The high performance computing market took its lumps in 2009 with sales down 11.6 percent, but IBM came out with a slim market share lead when the duel with HP was done, according to research firm IDC. Why? Supercomputers---going for $500,000 and up---sell even when the economy stinks.
At a high level, factor revenue for high performance computing (HPC) technical server market---systems used for research and development and hard-core engineering---fell to $8.6 billion from $9.7 billion in 2008, said IDC. Unit shipments tanked 40 percent.
Here's a look at the standings (statement):
As you can see, IBM's share held steady even as the market fell. Turns out that the high-end HPC market held up nicely. Supercomputers, priced $500,000 and up, delivered revenue growth of 25 percent to hit $3.4 billion, reported IDC. HPC systems that run more than $3 million delivered revenue growth of 65 percent to $1 billion. Those high-end markets are IBM's sweet spot. In fact, IDC reports that IBM had a 45 percent market share in the supercomputer market.

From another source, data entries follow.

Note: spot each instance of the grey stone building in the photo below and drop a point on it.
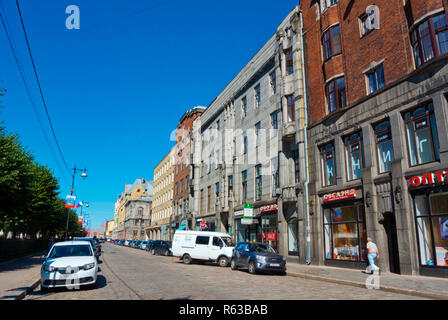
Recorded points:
(248, 148)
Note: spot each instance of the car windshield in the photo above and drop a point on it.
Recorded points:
(263, 248)
(228, 241)
(79, 250)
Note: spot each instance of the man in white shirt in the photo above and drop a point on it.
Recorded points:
(372, 255)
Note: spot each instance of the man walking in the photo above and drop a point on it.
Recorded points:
(372, 255)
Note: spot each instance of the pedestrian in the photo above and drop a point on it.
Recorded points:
(372, 255)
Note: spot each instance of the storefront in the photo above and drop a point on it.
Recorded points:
(263, 227)
(344, 228)
(429, 195)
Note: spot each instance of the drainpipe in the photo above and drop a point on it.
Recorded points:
(305, 127)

The lower-end of the market took the hit. HPC systems priced below $100,000 fell 33 percent to $1.7 billion as orders were canceled. HP rules the sub-$500,000 HPC market with 33 percent revenue share. Dell, which focuses on the lower end of the market, also took its lumps.
Simply put, the big research and development guns---the oil and gas industry and government---don't count HPC as discretionary spending as much as the companies buying cheaper systems.
Looking ahead, IDC expects the HPC market to recover with annual revenue growth of 5 percent to 7 percent.